横転した車の下からユキくんの腕時計。そして道路に広がるさくらんぼジュース。

「あの時、何もいらないって言えば良かったのに…!わたしのせいで、わたしの…」

あれから大好きだったあのジュースも飲めなくなった。手に取ることも。 
桜を見ると約束も後悔も何もかも甦りどうしようもなく苦しくて。
記憶と想いを閉じ込めて過去にして動き出したと思わなければ雁字搦めになって桜に溺れていたかもしれない。

「誰もさくらのせいだなんて思わない…!」

強く肩を掴まれたかと思えば、そのまま翔ちゃんの腕の中に閉じ込められる。
暖かい感触が身体を巻きつける、けれどもそれも彼とは違う暖かさでそれがまた無性に哀しくて涙が溢れ出す。
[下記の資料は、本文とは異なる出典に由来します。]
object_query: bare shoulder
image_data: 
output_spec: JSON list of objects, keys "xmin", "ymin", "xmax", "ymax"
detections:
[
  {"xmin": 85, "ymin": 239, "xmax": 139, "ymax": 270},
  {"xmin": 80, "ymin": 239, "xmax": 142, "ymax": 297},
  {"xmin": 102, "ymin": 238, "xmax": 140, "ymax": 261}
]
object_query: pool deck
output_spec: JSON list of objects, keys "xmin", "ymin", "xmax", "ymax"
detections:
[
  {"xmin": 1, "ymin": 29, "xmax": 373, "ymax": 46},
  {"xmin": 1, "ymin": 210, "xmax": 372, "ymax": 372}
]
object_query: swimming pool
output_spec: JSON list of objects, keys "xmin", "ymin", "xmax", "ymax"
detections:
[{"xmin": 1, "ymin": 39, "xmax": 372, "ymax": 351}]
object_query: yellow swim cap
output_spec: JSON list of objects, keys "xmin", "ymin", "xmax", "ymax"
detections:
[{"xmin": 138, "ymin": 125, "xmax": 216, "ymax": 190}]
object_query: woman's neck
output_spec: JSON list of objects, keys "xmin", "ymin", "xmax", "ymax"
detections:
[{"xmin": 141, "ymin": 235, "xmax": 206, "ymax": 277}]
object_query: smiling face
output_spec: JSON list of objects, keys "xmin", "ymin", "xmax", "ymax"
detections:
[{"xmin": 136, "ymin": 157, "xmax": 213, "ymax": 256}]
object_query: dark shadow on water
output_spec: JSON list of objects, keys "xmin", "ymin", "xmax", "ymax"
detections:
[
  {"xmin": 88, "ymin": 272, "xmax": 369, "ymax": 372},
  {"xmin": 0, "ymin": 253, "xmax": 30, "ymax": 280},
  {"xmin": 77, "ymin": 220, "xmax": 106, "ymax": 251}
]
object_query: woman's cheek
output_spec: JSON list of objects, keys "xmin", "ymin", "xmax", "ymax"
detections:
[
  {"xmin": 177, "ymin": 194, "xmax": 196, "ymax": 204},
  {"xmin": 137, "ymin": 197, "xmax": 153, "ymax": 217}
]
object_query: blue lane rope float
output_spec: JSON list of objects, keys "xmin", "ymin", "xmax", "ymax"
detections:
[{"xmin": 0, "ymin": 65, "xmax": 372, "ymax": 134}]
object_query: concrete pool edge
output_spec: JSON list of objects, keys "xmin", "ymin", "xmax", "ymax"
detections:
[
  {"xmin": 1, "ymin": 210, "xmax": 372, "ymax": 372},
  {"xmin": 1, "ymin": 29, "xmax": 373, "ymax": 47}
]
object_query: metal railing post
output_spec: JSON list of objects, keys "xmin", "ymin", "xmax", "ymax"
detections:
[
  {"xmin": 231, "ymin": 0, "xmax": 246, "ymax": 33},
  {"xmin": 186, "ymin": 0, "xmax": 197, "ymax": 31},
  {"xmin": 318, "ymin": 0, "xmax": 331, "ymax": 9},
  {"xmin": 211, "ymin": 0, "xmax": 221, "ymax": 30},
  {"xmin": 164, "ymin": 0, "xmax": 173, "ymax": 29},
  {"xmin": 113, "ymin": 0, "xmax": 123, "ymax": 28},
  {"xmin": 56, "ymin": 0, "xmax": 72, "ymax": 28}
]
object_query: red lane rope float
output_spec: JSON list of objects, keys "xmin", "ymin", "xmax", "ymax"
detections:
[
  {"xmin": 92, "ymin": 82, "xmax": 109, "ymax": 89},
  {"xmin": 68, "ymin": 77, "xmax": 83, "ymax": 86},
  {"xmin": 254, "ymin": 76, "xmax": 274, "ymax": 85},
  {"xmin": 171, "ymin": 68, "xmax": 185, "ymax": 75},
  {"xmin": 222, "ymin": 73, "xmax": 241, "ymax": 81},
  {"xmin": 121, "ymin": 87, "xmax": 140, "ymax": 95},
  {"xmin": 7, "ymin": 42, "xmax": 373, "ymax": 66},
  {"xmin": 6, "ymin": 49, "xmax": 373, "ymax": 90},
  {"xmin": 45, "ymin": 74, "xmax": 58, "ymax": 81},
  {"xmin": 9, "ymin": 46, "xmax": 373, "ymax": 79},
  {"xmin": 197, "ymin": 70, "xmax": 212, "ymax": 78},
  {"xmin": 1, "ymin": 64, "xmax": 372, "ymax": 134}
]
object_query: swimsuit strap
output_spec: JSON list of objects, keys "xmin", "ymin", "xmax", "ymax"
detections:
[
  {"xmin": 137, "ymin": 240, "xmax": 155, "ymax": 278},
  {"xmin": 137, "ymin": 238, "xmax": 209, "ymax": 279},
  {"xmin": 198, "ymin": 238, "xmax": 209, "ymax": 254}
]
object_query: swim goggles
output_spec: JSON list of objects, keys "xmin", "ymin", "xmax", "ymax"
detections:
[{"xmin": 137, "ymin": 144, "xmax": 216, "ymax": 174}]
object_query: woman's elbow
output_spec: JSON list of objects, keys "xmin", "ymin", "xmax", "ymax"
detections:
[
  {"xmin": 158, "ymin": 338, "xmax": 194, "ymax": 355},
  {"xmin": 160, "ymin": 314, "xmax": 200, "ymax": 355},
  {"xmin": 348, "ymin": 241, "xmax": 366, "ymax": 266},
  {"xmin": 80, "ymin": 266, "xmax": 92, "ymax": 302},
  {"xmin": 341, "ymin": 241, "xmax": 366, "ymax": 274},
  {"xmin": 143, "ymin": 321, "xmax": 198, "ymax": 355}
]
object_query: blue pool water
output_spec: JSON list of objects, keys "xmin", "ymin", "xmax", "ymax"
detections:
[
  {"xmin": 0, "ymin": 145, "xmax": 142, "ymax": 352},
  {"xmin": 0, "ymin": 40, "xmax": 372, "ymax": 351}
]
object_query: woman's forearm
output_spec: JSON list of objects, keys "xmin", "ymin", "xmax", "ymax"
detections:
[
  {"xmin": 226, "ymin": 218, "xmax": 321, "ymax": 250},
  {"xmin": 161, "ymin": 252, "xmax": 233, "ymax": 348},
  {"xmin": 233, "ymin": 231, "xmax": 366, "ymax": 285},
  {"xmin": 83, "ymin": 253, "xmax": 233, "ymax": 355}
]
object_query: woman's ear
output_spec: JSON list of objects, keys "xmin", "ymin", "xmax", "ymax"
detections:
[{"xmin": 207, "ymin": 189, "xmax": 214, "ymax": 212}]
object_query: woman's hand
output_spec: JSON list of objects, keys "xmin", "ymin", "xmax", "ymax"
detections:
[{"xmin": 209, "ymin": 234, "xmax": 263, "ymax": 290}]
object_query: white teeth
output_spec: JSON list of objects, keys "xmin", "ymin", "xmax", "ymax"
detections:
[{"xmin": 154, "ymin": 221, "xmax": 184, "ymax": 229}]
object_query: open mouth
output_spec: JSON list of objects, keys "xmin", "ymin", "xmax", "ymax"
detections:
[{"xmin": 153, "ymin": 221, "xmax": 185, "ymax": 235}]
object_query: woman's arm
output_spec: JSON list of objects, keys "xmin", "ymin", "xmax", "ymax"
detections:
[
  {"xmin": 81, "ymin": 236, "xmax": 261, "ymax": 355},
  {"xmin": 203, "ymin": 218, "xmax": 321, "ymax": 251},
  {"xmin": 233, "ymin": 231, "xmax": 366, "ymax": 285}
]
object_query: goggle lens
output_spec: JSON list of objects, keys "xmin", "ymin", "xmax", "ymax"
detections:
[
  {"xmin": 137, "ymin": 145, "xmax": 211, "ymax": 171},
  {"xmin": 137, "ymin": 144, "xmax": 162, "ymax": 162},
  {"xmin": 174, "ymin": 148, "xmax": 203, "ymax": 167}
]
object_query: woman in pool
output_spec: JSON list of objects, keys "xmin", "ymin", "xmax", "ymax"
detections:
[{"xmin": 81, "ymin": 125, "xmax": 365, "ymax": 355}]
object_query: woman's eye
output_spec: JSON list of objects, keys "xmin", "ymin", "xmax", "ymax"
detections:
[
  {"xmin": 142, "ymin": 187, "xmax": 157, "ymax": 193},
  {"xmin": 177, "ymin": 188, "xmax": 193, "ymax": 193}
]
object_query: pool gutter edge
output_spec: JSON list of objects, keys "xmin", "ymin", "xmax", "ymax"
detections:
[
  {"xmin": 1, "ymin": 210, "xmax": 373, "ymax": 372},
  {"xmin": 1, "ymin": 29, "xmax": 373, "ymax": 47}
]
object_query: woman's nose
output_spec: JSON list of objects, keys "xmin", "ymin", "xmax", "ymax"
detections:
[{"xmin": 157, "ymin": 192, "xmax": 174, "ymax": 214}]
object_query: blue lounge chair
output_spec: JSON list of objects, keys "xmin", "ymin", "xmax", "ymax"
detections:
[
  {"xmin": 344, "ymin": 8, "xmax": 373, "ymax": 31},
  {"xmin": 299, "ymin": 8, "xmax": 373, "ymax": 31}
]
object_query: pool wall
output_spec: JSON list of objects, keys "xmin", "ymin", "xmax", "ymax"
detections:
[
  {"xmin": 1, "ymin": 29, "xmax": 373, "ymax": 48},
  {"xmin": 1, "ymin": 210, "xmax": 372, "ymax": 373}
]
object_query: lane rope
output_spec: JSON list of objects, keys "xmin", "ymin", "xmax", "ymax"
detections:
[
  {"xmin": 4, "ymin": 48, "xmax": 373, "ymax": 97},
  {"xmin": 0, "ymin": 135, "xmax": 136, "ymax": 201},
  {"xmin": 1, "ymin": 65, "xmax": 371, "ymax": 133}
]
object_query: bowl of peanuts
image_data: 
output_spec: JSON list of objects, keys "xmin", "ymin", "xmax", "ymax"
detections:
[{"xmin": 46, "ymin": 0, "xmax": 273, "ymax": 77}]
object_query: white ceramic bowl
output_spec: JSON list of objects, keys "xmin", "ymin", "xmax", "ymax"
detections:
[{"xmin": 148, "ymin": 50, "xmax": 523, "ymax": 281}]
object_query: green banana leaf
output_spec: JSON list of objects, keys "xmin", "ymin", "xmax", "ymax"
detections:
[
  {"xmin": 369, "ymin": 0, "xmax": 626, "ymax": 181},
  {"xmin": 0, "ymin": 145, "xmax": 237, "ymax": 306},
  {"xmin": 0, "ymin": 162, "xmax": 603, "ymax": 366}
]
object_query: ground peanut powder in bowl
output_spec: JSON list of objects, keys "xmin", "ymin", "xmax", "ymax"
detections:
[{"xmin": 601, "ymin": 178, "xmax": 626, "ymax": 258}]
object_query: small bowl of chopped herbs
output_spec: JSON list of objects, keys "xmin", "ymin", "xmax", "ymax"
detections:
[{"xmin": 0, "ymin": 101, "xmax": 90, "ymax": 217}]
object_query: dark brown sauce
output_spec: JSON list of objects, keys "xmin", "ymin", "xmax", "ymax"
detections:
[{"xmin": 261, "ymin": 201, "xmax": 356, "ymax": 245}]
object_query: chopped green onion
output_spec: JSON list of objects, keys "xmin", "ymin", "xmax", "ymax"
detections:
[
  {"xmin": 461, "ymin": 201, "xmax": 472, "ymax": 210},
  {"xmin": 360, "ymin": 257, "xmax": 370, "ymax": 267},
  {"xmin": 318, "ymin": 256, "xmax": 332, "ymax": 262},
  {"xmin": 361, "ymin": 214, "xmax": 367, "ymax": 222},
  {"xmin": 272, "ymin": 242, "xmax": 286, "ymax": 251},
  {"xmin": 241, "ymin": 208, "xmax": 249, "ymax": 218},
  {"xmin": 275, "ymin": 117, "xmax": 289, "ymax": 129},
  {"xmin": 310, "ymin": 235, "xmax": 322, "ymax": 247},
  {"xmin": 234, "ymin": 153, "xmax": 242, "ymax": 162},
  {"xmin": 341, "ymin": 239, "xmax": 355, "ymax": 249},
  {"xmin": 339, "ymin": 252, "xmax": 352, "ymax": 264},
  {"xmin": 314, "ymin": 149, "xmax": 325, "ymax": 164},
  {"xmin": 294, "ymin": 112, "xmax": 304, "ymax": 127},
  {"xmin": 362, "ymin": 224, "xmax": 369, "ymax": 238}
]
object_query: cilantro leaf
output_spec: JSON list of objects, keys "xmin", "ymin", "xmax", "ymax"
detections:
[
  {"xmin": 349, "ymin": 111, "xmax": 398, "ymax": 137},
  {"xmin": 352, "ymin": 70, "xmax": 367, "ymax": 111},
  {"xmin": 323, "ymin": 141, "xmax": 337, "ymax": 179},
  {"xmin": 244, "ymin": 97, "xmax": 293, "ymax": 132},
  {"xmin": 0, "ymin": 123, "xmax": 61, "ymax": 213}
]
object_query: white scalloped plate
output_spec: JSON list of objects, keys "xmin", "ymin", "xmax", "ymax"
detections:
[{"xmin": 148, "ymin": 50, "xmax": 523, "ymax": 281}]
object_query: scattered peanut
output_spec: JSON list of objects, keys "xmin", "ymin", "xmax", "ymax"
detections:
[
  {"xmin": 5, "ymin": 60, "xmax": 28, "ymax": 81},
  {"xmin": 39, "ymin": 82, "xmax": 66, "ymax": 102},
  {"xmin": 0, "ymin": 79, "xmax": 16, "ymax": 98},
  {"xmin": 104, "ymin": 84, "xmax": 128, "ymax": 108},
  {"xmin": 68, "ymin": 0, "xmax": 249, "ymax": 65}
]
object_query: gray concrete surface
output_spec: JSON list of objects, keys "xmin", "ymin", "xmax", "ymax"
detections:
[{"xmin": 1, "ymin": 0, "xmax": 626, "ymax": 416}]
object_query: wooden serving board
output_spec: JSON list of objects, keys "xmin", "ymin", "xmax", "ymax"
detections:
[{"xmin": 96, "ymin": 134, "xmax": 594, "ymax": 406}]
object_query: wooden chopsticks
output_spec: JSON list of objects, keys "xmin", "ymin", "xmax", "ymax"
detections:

「そんな悲しいこと言うなよ。誰がさくらのせいに出来る?
あいつだって、そんなこと夢にだって思ってないよ。」

「な…んで翔ちゃんがわかるの…?」

ふふっと笑い声が聞こえたと思えば、すっと身体は引き離され翔ちゃんと対峙する。
そこには赤く目を腫らして強がって笑う彼の姿があった。